Was Drehbuchautor Ben Zazove («Zahnfee auf Bewährung 2») und Regisseur John Stevenson («Kung Fu Panda») aus dieser Grundlage spinnen, ist überraschenderweise tonal versierter als der Vorgängerfilm. Vielleicht liegt es daran, dass nicht weiter die Zwickmühle gemeistert werden muss, eine Happy-End-Version von «Romeo & Julia» zu erzählen und dabei ebenso kindertauglich wie verquer vorzugehen. Während sich der Vorläufer verhedderte, präsentiert sich «Sherlock Gnomes» geradeheraus als freudig-alberne, persiflierende «Sherlock Holmes»-Hommage im Gartenzwerg-Setting. Dass das Paar, dem der dekorative Keramik-Holmes aushilft, eine "«Romeo & Julia» light"-Vorgeschichte hat, ist da ein kurioser, aber nur nebensächlicher Umstand.

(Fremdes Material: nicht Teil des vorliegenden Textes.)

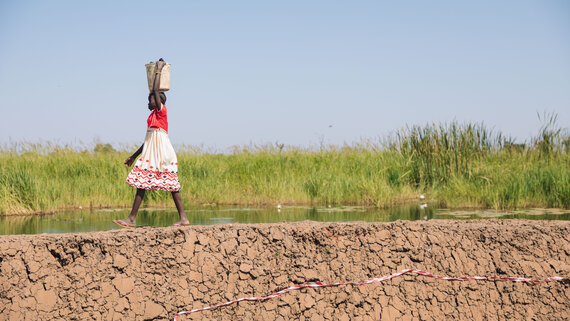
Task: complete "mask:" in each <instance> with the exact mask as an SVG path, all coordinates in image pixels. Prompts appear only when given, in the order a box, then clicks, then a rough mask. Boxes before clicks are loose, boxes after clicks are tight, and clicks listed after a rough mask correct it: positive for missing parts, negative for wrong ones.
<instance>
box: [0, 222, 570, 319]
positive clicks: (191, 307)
mask: <svg viewBox="0 0 570 321" xmlns="http://www.w3.org/2000/svg"><path fill="white" fill-rule="evenodd" d="M0 252H1V253H0V320H172V317H173V316H174V314H175V313H176V312H178V311H183V310H189V309H192V308H197V307H203V306H207V305H211V304H216V303H221V302H225V301H227V300H230V299H235V298H239V297H243V296H263V295H267V294H270V293H273V292H275V291H278V290H281V289H284V288H286V287H289V286H291V285H292V284H297V283H302V282H304V281H315V280H319V281H323V282H337V281H358V280H365V279H368V278H371V277H379V276H383V275H387V274H391V273H393V272H396V271H399V270H402V269H405V268H418V269H423V270H425V271H428V272H432V273H436V274H440V275H447V276H466V275H479V276H492V275H500V276H524V277H532V278H546V277H549V276H554V275H558V276H570V222H561V221H516V220H500V221H499V220H485V221H482V220H478V221H441V220H434V221H416V222H408V221H397V222H392V223H315V222H299V223H281V224H258V225H245V224H230V225H217V226H191V227H184V228H150V227H148V228H136V229H130V230H114V231H107V232H94V233H79V234H51V235H47V234H43V235H16V236H2V237H0ZM569 303H570V284H569V283H568V282H551V283H546V284H539V285H529V284H520V283H512V282H508V281H502V282H485V281H466V282H450V281H442V280H436V279H432V278H428V277H422V276H417V275H404V276H401V277H398V278H395V279H392V280H388V281H385V282H382V283H375V284H370V285H363V286H341V287H331V288H320V289H302V290H299V291H293V292H290V293H287V294H284V295H282V296H280V297H278V298H275V299H271V300H268V301H264V302H240V303H237V304H234V305H230V306H227V307H222V308H219V309H216V310H212V311H205V312H198V313H195V314H192V315H184V316H181V317H180V320H232V321H235V320H264V321H267V320H317V321H319V320H438V321H439V320H456V319H457V320H504V319H516V320H568V318H569V317H570V304H569Z"/></svg>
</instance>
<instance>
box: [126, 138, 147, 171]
mask: <svg viewBox="0 0 570 321" xmlns="http://www.w3.org/2000/svg"><path fill="white" fill-rule="evenodd" d="M143 147H144V143H143V144H142V145H141V147H139V149H137V151H136V152H135V153H134V154H132V155H131V156H129V158H127V160H126V161H125V166H131V165H132V164H133V162H134V161H135V159H136V158H137V157H138V156H139V155H140V154H141V153H142V149H143Z"/></svg>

Unter anderem wird die komplizierte Dynamik zwischen Holmes und Watson amüsiert-spitzfindig ins Extreme gezogen, Holmes' berühmter Gedankenpalast in Form surrealer Zeichnungen illustriert, die klischeehafte Skizzierung asiatischer Einwanderer in vielen «Sherlock Holmes»-Versionen durch massiv-verspielte Übertreibung durch den Kakao gezogen und wiederholt keck auf die Grinse-Interpretation Moriartys in der BBC-Serie verwiesen.

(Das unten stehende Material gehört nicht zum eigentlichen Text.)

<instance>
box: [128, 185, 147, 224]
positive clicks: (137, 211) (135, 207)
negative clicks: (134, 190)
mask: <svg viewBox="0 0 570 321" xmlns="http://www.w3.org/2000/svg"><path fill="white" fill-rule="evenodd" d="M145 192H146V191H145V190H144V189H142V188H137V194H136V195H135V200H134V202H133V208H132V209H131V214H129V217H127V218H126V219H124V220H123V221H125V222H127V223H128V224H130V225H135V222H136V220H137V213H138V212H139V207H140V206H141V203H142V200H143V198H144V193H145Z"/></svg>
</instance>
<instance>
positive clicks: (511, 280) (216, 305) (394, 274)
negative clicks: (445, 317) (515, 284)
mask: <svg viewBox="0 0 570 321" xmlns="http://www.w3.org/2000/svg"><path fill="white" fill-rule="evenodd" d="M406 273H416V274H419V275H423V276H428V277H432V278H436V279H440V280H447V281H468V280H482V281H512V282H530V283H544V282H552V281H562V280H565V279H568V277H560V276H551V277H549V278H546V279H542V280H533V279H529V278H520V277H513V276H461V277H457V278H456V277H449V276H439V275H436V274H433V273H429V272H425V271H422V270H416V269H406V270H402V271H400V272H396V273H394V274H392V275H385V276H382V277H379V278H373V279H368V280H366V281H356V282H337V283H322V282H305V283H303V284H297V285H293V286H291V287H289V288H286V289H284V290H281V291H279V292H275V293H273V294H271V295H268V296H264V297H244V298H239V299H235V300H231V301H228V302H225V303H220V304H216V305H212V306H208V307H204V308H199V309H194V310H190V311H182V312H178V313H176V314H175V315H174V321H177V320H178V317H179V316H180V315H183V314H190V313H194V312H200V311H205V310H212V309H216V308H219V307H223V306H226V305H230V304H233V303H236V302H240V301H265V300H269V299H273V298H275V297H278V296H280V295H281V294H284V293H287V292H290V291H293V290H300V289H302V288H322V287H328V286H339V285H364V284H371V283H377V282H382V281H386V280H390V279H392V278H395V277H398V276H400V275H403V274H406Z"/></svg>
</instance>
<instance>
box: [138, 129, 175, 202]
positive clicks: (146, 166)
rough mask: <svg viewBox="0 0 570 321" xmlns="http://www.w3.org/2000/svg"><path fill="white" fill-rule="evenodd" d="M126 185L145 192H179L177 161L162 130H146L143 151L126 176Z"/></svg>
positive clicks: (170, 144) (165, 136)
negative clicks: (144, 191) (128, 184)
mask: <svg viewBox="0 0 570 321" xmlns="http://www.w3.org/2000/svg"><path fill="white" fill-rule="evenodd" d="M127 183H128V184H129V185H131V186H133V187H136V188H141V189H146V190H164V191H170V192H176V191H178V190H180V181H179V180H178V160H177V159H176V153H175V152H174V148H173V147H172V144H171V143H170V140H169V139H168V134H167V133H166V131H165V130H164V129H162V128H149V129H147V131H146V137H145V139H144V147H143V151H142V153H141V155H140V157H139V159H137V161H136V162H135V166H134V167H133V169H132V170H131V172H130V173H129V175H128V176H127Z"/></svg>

Zazove gelingt es, diese Referenzen mit einer beiläufigen Leichtigkeit aneinanderzureihen, so dass es nie so scheint, als würde der Film für eine Anspielung anhalten. Damit ist dann auch Holmes-Neulingen geholfen, die die Figur nur vom Hörensagen kennen oder (was für das Kinderpublikum wichtig ist) sie sogar überhaupt nicht kennen. Für jene ist «Sherlock Gnomes» ein schlichtes, leichtfüßig-verrücktes Trickvergnügen mit kauzigen Charakteren. Darüber hinaus sind die zentralen Figuren, bei aller parodistischen Vereinfachung, mit der sie geschrieben sind, in sich stimmig – der obligatorische Streit zwischen den Liebenden bricht zwar etwas erzwungen herein, allerdings sind die Positionen Gnomeos und Julia nachvollziehbar. Damit hat «Sherlock Gnomes» seinem Vorgänger und zahllosen weiteren Familientrickfilmen aus der zweiten und dritten Reihe allerhand voraus, selbst wenn die Nebenfiguren rein funktional dargestellt sind.

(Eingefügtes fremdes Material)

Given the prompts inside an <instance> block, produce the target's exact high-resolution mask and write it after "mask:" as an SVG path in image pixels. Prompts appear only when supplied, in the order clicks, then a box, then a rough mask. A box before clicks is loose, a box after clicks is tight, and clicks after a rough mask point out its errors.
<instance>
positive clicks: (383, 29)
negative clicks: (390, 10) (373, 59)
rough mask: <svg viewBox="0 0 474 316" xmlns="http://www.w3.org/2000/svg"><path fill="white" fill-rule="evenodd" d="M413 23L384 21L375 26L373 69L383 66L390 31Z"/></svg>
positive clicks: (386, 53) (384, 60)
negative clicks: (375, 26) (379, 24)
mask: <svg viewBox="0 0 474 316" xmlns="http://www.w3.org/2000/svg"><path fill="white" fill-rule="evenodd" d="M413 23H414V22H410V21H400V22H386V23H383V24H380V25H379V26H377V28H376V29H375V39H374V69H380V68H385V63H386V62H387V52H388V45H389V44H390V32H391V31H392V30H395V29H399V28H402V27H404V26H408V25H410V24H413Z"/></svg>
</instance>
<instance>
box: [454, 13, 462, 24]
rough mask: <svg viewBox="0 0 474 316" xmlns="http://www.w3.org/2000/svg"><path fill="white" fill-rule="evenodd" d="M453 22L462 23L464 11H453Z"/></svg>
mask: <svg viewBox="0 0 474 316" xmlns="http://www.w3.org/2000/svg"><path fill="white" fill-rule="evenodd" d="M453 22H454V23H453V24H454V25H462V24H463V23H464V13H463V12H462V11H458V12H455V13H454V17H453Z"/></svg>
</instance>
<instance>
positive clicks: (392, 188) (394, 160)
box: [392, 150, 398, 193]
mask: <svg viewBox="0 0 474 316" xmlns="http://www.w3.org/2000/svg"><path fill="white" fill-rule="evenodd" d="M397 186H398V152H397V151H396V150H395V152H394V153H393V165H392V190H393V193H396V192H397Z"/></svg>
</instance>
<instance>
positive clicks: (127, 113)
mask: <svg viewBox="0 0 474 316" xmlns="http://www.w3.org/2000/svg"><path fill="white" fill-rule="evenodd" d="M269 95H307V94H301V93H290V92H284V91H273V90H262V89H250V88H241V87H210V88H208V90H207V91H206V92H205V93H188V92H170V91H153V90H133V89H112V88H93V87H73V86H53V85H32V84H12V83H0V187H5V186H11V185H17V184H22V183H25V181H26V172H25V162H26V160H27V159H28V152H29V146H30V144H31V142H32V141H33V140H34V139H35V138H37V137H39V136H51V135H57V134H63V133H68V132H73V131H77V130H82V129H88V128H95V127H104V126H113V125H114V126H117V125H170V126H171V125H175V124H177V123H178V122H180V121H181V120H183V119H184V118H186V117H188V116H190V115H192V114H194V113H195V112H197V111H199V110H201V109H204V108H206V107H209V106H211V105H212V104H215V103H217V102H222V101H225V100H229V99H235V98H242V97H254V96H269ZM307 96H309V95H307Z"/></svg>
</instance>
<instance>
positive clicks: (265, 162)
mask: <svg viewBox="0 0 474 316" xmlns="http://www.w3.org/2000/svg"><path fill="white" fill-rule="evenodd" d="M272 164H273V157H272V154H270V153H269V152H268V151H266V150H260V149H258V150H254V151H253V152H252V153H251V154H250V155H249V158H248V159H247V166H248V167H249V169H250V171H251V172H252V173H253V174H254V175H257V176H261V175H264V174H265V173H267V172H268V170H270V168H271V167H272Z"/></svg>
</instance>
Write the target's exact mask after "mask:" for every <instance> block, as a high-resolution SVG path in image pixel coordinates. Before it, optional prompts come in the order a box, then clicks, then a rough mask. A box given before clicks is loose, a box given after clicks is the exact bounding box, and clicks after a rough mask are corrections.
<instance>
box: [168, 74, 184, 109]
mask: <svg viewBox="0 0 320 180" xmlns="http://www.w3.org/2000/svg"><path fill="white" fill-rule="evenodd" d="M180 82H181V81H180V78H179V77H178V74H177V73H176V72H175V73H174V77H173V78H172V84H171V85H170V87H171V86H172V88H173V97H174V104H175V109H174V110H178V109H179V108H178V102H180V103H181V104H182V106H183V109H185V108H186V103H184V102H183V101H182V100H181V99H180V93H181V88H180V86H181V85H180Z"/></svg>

Tricktechnisch ist «Sherlock Gnomes» unterdessen eine leichte Verbesserung gegenüber dem ersten Teil. Die Animatoren nutzen die Limitierungen ihres Budgets hier insofern clever, als dass die Hauptfiguren in ihrer Mimik und Gestik mit Bedacht eingeschränkter sind als etwa Pixar-Helden oder die Minions. Die limitierten Ausdrucksmöglichkeiten der Figuren verstärken so nur ihr Auftreten als Gartenzwerge, wozu auch die minimalen Risse an ihrer Oberfläche beitragen – Emotionen, und seien es auch minimale Gefühlsregungen wie ein unterdrückt-zufriedenes Grinsen, bringen die Figuren noch immer zum Ausdruck. Die Hintergründe, durch die sich diese Figuren bewegen, sind wiederum am heutigen Maßstab gemessen solide, ebenso wie tierische Nebenfiguren.

Wann immer «Sherlock Gnomes» doch mal seine Linie verlässt, um etwa die Dramatik zu erhöhen, überhebt sich dieser animierte Krimispaß allerdings. Beim Spiel mit Gefühlen haben die großen im Trickgeschäft nun einmal ein besser erprobtes Händchen und zudem mehr Geduld, Erzählzeit darin zu investieren. Genauso haben die meisten Illumination-Entertainment-Filme, wie «Pets» oder die ersten beiden «Ich – Einfach unverbesserlich»-Teile, eine etwas höhere Gagfrequenz. Mit seinen weniger als 90 Minuten Laufzeit und seiner zügig erzählten Verschränkung zwischen dem Krach der Liebenden und dem vertrackten Fall Holmes' lässt «Sherlock Gnomes» jedoch keinen Leerlauf aufkommen, durch den diese Problemchen groß ins Gewicht fallen würden.

Fazit: Das kommt unerwartet: Nach dem peinlichen Vorläufer ist «Sherlock Gnomes» ein erfrischender, leichtfüßig-albernes Trickabenteuer für Sherlock-Holmes-Kenner und jene, die Kinder mit dem Meisterdetektiv anfixen wollen.

«Sherlock Gnomes» ist ab dem 3. Mai 2018 in vielen deutschen Kinos zu sehen.